Como tantos otros palos de ciego que va dando el zapaterismo –y el sebastianismo–, lo que oculta la medida no es sino el desesperado afán recaudatorio de un pésimo administrador. En lugar de afrontar su responsabilidad, lo que el Gobierno hace es echar la carga en las espaldas del contribuyente.

Más que reducir la velocidad, los españoles comienzan a tener la sensación de que se ha puesto la marcha atrás, algo inevitable teniendo por presidente a un hombre que vive en el siglo pasado. Todo lo de Zapatero es antiguo. Hay que mirar muy para atrás para entender la política energética del Gobierno, que ahora pone adhesivos de 110 porque en verdad nunca ha despegado la leyenda de “¿Nuclear?, no gracias”, y que sigue la doctrina de esa juventud progre que se oponía a Lemoniz y nunca hablaba de Chernóbil. Por esa regla de tres, pronto llegaremos al extremo de utilizar zapatillas de esparto, porque las suelas de goma llevan petróleo, como ironizó ayer Dolores de Cospedal.

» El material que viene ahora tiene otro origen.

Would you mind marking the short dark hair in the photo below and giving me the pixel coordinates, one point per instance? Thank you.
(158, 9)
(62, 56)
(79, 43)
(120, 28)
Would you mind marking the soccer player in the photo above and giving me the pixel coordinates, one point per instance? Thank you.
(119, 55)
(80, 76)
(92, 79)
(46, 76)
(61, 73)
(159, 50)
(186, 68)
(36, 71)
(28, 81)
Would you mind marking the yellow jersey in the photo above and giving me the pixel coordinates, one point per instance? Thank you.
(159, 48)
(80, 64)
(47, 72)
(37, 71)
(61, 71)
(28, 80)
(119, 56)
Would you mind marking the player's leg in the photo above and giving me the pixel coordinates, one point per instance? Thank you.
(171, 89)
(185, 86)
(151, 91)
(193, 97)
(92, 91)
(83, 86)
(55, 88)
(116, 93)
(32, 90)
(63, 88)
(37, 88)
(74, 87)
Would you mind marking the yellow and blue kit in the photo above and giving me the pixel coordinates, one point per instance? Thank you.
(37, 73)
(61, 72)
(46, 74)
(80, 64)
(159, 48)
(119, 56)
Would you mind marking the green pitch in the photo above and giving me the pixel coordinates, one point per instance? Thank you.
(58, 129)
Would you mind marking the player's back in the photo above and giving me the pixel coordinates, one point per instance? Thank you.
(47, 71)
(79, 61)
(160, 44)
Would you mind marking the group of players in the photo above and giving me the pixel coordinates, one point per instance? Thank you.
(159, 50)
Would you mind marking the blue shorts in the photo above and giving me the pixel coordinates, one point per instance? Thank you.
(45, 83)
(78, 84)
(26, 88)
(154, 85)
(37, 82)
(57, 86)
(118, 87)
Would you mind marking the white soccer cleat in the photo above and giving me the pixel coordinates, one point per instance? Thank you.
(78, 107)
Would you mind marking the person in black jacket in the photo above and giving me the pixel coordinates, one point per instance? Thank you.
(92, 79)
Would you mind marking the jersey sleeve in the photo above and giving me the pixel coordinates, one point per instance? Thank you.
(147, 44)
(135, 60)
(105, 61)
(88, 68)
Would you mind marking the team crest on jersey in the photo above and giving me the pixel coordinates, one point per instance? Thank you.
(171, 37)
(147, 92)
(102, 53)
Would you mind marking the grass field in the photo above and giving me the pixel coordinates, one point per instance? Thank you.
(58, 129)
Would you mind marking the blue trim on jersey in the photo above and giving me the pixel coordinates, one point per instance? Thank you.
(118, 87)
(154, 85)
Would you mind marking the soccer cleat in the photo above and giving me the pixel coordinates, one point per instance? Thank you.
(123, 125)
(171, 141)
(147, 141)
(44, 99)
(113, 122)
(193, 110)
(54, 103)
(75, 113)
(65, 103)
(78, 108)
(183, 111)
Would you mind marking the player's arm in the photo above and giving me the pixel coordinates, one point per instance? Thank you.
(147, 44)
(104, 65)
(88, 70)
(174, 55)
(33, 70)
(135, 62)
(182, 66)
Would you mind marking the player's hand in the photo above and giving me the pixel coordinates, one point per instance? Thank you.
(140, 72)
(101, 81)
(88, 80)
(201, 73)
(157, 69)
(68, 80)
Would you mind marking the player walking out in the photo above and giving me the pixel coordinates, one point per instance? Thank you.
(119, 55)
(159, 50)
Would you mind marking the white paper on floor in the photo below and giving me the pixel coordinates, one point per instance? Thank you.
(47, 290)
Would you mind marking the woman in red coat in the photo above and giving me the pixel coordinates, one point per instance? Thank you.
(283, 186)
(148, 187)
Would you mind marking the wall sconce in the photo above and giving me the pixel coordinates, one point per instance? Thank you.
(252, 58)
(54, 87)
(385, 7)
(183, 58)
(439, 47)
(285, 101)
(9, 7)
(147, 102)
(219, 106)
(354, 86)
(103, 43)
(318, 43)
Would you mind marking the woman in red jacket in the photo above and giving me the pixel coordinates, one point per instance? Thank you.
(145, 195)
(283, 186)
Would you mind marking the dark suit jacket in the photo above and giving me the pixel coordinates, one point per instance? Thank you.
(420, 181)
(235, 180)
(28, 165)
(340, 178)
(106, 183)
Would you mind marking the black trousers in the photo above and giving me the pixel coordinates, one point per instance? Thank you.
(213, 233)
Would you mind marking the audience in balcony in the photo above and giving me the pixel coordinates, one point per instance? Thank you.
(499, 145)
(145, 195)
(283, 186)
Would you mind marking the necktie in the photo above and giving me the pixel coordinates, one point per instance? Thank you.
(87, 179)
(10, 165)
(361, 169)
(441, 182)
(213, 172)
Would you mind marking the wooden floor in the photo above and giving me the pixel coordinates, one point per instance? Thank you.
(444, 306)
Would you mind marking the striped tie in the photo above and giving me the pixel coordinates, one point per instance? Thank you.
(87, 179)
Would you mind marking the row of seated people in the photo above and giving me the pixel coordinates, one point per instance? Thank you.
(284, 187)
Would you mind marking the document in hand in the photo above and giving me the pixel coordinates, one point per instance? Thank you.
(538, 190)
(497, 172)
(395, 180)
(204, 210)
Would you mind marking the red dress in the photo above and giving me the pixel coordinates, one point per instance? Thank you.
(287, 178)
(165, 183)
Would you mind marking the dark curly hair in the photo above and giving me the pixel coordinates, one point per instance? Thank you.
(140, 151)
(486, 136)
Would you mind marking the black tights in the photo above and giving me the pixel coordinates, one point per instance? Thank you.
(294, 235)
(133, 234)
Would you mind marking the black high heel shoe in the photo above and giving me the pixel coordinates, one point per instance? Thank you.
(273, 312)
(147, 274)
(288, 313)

El recorte en la velocidad se ajusta al patrón de improvisaciones del Gobierno, pero a la vez nos advierte de que la situación puede ser aún peor de lo que presentimos. Es evidente que La Moncloa teme un panorama atroz en lo económico, y por eso se lanza a colocar este torpe parche. La medida debiera disparar las alarmas sociales, antes de que empecemos a pensar que ya no es imposible el desabastecimiento y de que la Memoria Histórica se transforme en recuperar las cartillas de racionamiento.

EDITORIAL DE LA GACETA.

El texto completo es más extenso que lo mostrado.